Have a great, safe, private week in your job search!

Write us your thoughts about this post. Be kind & Play nice.
  1. Hananramzan1976 says:

    I confirm that privacy of any person is the most important as compromise with yourself. If you stick for one point to do and you do it whether you will have to face any difficulty. According to my point of view privacy is like your personality which you do not like to show but at the fixed time. God bless you

  2. Gregory M. Bruce says:

    I'm late to this discussion but after reading all the comments here (many of which I agreed with) I must respond.  It is most interesting to me that there is not one mention of why most “young” people need their privacy while searching for their next jobs.  The answer is clear to me.  They don't want anyone they work with to know they are working to bail out of their current jobs.  That is because as “young” people that have not learned any sense of loyalty to their current jobs or positions.  They think in terms of their job and not their career.  Not to put too fine a point on it but most “young” people are not 'in it' with the passion or dedication once found in the American work place. Ethic, work or otherwise, has been strangled, stabbed, shot, beaten, kicked and left for dead on the side of the road. I was once told that the people who are most afraid someone will steal from them are the ones who will most likely steal.  As a career advertising wordsmith I was always proud that my creativity gave me enough ammunition to not have to stoop to any level of plagerism.  I was never afraid to stand up and say:  “Look!   That's one of mine”!
    Why do these “young” people have no pride of ownership?  For the same reason people my age look at their work and say to ourselves:  “you know, I've seen that somewhere before …”  Which is why those same “young” peope are all secretly job
    searching.  They know that someday soon the shoe will drop and they want to be somewhere else when it does.  At 60 and after 40 years of plying my trade, making my bosses rich and loving every time I write something that I have never seen or heard before, I wouldn't trade my glass house for any amount of personal padlocking.  To me naked and dancing in the sunlight is far better than shivering in fear in the dark.  Let the young ones have their piracy (I mean privacy) I come from a generation that likes to share.

  3. Not says:

    Would be nice if you provide a time stamp so we can hear his comments in context

  4. a_voice_in_the_desert says:

    Ten years ago, the number of CISSPs was measured in five digits.  Soon, it'll hit ten.  One-seventh of the population doesn't qualify as “old people” which the highest knowledge level in computer security …

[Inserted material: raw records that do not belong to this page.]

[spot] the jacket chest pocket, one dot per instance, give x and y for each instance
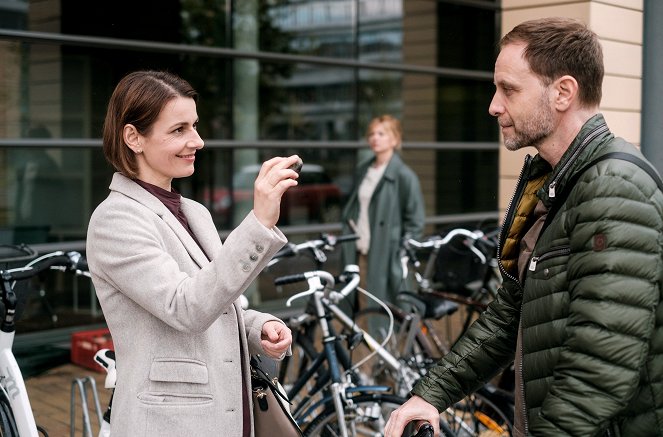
(177, 381)
(542, 265)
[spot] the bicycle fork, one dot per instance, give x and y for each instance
(337, 388)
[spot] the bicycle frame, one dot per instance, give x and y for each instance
(12, 384)
(340, 392)
(13, 387)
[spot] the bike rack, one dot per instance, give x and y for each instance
(81, 384)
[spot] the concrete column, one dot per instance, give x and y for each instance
(652, 84)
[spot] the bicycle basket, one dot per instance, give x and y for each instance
(457, 268)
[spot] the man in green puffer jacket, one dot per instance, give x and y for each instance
(581, 255)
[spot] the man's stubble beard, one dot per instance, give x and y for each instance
(534, 130)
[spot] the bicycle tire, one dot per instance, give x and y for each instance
(7, 421)
(480, 416)
(378, 372)
(363, 416)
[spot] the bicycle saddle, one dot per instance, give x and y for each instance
(430, 307)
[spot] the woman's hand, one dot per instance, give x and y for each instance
(273, 180)
(415, 408)
(275, 339)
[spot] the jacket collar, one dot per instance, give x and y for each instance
(594, 132)
(391, 172)
(129, 188)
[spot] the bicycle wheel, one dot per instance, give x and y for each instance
(476, 415)
(367, 416)
(412, 352)
(7, 422)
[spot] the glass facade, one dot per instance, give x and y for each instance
(275, 77)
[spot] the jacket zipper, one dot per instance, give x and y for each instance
(520, 186)
(555, 251)
(599, 130)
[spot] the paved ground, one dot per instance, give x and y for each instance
(51, 394)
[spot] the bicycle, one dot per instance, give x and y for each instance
(417, 342)
(16, 417)
(316, 249)
(336, 404)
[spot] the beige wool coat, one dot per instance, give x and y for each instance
(174, 316)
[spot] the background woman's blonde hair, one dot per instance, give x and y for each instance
(391, 124)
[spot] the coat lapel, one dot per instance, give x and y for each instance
(129, 188)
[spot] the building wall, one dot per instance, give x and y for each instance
(619, 25)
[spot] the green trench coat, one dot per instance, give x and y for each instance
(396, 211)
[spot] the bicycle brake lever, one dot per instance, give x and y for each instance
(320, 255)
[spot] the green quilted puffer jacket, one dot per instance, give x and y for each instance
(592, 318)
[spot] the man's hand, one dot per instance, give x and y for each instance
(414, 409)
(275, 339)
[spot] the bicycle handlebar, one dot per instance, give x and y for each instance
(436, 242)
(326, 243)
(66, 261)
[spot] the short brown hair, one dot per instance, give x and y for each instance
(559, 46)
(138, 100)
(391, 123)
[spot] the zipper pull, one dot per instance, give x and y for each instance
(532, 263)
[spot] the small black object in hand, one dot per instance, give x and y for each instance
(297, 166)
(425, 430)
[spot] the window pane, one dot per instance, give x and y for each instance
(307, 102)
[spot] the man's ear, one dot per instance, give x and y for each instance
(567, 92)
(132, 138)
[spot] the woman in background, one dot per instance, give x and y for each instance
(168, 288)
(385, 207)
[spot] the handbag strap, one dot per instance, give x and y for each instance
(258, 373)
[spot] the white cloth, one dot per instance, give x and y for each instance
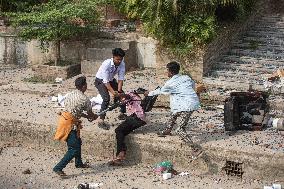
(108, 70)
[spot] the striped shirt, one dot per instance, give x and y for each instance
(108, 70)
(76, 102)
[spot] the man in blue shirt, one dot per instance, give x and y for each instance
(183, 101)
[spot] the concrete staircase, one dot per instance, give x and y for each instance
(101, 50)
(252, 59)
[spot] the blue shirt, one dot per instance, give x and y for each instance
(108, 70)
(182, 94)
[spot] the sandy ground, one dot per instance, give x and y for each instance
(32, 168)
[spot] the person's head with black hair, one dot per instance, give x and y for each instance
(173, 68)
(81, 83)
(118, 55)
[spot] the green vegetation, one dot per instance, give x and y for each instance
(55, 21)
(182, 26)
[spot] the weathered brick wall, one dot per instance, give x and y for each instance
(52, 72)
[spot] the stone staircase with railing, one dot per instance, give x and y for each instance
(253, 58)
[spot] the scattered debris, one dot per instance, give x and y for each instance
(183, 174)
(234, 168)
(274, 186)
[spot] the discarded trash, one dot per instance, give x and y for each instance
(54, 99)
(274, 186)
(58, 80)
(89, 185)
(183, 174)
(163, 167)
(275, 83)
(167, 176)
(200, 88)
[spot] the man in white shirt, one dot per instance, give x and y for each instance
(106, 83)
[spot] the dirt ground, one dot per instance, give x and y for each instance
(29, 168)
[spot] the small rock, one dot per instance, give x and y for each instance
(27, 171)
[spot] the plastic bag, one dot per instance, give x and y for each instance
(163, 167)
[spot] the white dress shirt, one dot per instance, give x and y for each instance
(108, 70)
(182, 94)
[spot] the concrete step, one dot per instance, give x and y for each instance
(257, 46)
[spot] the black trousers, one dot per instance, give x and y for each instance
(127, 126)
(105, 95)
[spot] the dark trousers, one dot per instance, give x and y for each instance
(127, 126)
(105, 95)
(74, 150)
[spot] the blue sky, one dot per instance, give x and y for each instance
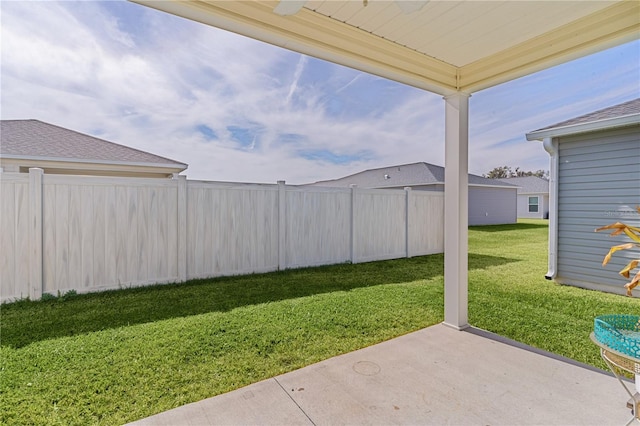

  5. Business Insider says:

    Technorati
    will give you a short code which you need to place in a new blog post. After
    that…it’s a waiting game. Technorati will inform you, via email, whether or
    not your blog has been verified. 
     

  6. Nina Marman says:

    Love the article! I found a webinar from Ivy Exec that has some more tips for using LinkedIn in your job hunt: http://blog.ivyexec.com

  7. Vince C. says:

    So privacy’s a matter of old people, uh?

    We’ll see when someone is paid to plant false evidence of crime, murder, rape, [whatever] into the private data of this foolish guy … or one of his child abducted just because he’s been stupid enough for telling publicly… Everybody can change his mind. But many when it’s too late.

    Reid, just a hint: don’t confuse age and maturity!

  8. Isn’t it obvious that if you have a LinkedIn account you are NOT the “valued” customer,
    but instead your information and privacy IS the product being sold.